Saturday, March 29, 2014

Do you know how to extract subtitles (Captions) from a YouTube video?

The word "subtitle" is the prefix "sub-" (below) followed by "title". In a YouTube video a "caption" is only available on video where the owner has added them, and on certain video where YouTube automatically provides them. Subtitles exist in two forms: open subtitles are 'open to all' and cannot be turned off by the viewer; closed subtitles are designed for a certain group of viewers, and can usually be turned on/off or selected by the viewer.

Note: The terms captioning and subtitling may be confusing to some readers. Both terms relate to the addition of onscreen text that renders dialogue.  (Sorry! I am not going to list the differences between them, rather i will focus on how to extract them from a YouTube video.)

Subtitles can be used in a lot of ways! You can watch the video in slow mode to learn English, if it is not your mother tongue. You can use video tutorials step by step instructions to learn technique while keeping note. if Subtitles supported by most video players. You can also save the document key value for all videos.

Here are some of the ways you can extract the captions or subtitles from a YouTube video:

Method 1: By Using 4K Video Downloader 
4K Video Downloader allows to download video, audio and subtitles from YouTube in high-quality and as fast as your computer and connection will allow. Please, follow few simple steps to download the video with subtitles from YouTube.

Step 1: Download and install the 4K Video Downloader
Download and install the 4K Video Downloader application from the download page. It's available for Mac OS X, Windows and Linux.

Step 2: Copy the YouTube video link from your address bar in the browser

Step 3: Press "Paste Url" button in 4K Video Downloader application.
Step 4: Choose the quality of video and specify that you want to download subtitles and select a language. After that, click "Download".

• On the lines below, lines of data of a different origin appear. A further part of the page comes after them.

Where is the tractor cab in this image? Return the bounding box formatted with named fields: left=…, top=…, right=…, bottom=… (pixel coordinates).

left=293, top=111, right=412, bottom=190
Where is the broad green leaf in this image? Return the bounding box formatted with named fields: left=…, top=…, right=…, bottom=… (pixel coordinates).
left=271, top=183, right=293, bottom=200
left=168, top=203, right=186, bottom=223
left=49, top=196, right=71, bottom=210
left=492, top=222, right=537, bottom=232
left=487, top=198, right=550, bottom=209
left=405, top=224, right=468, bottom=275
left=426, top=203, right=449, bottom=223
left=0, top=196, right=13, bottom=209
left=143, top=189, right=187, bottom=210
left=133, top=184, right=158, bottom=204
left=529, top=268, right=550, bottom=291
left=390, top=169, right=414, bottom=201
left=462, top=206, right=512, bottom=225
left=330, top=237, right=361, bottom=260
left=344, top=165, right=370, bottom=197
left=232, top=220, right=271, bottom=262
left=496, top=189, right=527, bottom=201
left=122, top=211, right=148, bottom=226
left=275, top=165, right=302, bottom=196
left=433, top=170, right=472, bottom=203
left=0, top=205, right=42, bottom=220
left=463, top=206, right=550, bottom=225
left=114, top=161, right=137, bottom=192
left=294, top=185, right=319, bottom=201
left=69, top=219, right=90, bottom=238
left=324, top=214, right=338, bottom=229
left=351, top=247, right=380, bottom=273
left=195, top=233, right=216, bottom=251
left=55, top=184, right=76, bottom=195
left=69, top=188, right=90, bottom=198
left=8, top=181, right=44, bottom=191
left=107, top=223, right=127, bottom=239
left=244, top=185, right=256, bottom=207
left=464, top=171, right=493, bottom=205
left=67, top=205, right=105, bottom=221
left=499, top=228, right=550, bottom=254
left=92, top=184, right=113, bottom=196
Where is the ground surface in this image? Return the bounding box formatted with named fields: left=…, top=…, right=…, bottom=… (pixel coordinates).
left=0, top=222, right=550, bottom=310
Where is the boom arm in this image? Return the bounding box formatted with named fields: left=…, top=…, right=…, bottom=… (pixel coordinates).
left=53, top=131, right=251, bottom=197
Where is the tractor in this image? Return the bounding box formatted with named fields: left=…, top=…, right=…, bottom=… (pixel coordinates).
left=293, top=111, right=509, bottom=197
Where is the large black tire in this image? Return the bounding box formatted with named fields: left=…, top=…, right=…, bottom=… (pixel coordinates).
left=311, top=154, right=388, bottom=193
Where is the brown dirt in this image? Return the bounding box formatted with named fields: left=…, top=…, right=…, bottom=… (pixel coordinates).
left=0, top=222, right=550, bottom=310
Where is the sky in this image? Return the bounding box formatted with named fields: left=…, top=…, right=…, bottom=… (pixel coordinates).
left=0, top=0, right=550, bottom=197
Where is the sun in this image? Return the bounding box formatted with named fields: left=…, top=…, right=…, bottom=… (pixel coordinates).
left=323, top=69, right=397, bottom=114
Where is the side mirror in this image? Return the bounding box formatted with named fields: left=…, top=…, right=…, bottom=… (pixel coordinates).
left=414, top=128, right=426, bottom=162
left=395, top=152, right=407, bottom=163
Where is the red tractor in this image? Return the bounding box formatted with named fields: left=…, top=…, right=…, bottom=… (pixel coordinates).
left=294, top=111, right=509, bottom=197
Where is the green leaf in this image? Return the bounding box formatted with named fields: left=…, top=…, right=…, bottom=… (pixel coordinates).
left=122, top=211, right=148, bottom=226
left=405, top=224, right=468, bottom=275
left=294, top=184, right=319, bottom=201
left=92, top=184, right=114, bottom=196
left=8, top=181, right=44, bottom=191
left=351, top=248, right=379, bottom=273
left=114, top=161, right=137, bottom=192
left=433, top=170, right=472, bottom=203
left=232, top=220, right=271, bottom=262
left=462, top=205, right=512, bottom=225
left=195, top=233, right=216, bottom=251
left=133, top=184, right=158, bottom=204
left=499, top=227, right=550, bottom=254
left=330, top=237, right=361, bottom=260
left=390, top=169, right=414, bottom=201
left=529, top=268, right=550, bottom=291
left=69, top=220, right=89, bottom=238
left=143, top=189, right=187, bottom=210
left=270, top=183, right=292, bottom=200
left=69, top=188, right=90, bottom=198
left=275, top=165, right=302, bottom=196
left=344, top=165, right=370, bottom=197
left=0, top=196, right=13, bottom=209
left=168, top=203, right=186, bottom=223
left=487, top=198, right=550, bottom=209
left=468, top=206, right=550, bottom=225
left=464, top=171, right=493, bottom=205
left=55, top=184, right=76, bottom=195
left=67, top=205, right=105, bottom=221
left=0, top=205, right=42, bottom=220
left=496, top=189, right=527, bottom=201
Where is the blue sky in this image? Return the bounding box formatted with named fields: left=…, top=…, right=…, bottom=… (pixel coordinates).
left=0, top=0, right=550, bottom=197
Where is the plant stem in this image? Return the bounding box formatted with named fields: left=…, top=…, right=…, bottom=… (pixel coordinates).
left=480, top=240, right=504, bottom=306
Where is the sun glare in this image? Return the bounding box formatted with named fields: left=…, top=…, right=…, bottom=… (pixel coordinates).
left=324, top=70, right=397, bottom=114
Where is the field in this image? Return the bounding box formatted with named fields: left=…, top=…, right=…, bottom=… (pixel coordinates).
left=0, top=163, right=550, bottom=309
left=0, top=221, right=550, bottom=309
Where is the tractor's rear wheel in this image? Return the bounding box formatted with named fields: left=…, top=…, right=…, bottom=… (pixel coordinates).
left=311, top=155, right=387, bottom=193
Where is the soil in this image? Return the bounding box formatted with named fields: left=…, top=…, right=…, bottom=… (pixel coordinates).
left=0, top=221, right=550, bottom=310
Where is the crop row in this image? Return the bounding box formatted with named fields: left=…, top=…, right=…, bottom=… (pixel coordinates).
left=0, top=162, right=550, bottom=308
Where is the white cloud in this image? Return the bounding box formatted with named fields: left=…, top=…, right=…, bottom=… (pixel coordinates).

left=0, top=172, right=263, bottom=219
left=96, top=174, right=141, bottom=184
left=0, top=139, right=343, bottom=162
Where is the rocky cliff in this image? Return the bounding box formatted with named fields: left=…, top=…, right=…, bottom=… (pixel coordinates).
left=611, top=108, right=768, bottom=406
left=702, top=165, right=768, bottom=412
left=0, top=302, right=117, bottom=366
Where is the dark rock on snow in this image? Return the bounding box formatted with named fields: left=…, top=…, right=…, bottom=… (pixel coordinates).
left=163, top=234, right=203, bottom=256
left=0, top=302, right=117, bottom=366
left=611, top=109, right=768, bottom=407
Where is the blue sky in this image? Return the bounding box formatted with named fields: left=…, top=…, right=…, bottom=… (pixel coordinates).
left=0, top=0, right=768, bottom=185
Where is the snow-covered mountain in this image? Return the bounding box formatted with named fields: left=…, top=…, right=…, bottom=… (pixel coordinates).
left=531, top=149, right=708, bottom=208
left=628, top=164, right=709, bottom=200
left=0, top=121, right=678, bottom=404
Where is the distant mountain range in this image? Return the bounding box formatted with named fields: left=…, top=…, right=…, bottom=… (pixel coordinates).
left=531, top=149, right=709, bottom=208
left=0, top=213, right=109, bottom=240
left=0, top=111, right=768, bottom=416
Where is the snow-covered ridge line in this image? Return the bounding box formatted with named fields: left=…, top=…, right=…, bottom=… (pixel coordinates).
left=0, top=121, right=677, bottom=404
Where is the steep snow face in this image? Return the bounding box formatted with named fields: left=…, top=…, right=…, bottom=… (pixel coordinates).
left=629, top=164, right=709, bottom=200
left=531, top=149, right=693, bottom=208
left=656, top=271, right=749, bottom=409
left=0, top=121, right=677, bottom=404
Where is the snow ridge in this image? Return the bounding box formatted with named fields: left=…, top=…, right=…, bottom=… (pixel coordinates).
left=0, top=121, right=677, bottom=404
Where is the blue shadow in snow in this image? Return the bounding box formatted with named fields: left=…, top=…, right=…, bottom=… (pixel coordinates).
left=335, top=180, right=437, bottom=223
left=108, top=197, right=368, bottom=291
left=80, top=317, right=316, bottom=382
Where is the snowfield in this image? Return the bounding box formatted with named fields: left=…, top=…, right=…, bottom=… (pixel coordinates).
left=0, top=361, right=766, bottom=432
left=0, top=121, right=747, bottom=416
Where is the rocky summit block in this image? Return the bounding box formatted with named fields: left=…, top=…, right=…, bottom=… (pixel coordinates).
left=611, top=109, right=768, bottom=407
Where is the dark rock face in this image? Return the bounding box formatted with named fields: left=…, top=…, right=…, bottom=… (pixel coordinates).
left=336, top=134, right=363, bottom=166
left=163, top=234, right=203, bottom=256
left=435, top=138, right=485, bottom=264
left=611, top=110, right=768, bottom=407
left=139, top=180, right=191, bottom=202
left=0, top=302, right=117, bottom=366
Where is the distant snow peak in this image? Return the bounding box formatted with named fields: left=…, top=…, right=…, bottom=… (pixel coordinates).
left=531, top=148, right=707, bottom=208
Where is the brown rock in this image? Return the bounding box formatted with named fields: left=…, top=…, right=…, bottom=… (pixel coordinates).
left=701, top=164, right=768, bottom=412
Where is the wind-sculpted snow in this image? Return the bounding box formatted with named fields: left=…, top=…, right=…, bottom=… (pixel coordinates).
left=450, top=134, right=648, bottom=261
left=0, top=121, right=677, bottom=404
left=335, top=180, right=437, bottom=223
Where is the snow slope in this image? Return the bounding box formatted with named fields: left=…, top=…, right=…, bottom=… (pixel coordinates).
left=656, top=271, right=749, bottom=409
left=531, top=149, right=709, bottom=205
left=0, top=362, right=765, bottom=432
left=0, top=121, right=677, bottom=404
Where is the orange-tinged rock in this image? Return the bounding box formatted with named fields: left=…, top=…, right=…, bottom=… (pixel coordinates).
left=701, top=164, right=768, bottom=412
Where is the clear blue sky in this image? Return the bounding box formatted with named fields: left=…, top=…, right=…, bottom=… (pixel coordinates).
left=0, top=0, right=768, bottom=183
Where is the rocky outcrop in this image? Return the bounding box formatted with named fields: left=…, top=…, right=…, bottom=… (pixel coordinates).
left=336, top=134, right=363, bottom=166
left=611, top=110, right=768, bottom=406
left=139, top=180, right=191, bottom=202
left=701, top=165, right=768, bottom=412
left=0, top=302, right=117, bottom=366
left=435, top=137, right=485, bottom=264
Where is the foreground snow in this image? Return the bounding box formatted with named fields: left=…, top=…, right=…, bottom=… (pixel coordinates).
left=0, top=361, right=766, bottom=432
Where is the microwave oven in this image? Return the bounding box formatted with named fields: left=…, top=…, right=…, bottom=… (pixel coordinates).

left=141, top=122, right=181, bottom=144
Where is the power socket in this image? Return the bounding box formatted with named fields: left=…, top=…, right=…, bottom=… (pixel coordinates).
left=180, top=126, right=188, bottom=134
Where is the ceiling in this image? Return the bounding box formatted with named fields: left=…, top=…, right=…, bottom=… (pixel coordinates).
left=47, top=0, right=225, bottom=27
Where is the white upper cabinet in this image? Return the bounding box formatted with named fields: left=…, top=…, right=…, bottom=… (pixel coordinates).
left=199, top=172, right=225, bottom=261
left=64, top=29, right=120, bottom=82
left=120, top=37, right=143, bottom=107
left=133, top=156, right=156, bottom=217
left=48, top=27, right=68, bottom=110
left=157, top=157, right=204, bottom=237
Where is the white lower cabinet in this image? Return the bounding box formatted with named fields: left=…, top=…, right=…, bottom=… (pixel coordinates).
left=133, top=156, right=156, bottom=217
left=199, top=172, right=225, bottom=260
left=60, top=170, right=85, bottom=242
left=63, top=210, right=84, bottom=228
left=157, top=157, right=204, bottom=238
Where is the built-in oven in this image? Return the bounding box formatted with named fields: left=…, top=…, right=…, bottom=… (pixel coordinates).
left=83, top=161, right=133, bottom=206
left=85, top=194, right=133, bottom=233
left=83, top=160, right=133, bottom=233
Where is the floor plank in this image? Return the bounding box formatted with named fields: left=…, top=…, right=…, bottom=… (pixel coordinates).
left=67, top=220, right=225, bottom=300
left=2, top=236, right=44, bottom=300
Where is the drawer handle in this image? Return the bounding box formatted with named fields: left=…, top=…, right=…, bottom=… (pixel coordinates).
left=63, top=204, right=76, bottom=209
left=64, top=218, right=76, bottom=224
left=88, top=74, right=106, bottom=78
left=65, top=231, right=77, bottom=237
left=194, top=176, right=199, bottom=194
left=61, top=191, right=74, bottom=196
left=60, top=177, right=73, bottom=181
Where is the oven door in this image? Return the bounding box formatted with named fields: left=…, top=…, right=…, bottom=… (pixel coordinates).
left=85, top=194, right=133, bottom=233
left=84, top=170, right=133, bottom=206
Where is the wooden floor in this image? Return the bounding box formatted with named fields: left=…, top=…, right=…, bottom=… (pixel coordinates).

Method 2: Extracting the XML file of the video
  • Open the video page in Chrome browser (or any other browser that provides HTTP debugging/Developer Tools) and pause the video
  • Right click anywhere on the page, and click on Inspect Element OR hit the F12 function key.
  • Click on Network tab
  • Under the Network tab look for an item called timedtext. 
  • Right click on it and open that file in a new tab.
  • An xml file containing subtitles with their timestamps (the stuff inside of < >) opens up.

To get rid of the timestamps and just have the plain transcript, here is what you have to do:
  • Open up Microsoft Excel
  • Copy paste the subtitles inside one cell
  • Press Ctrl+H
  • In the replace tab type <*> in the Find What textbox and leave the Replace With  textbox  blank, and click Replace All. The search expression will remove all tags within the original text.
Update: The original URL pattern (struck through) appears to have changed. The subtitles can be fetched only if captions are manually transcribed i.e. not automatically generated

Reading text in a XML file is for machines. To view just the text in a XML (or HTML file), Just paste the XML content in EditPlus and use the Ctrl + Shift + P keyboard shortcut to convert. With other editors (You can try this in Notepad++ & Visual Studio) that support regular expressions, you can paste the XML content into it and use the expression <(.|\n)*?> with the Find and Replace option to get just plain text.

Method 3: By Using Google2SRT
Google2SRT is a tool that can download "not embedded" subtitles (Closed Captions - CC) from YouTube/Google Video videos (if those are present) and convert them to a standard format (SubRip - SRT) supported by most video players. 

On this window you can load a subtitles file from YouTube/Google Video by writing video URL, and choose which subtitles want to convert and where you want to save them.

Now you can enjoy watching your favorite subscribed videos by downloading them with subtitles!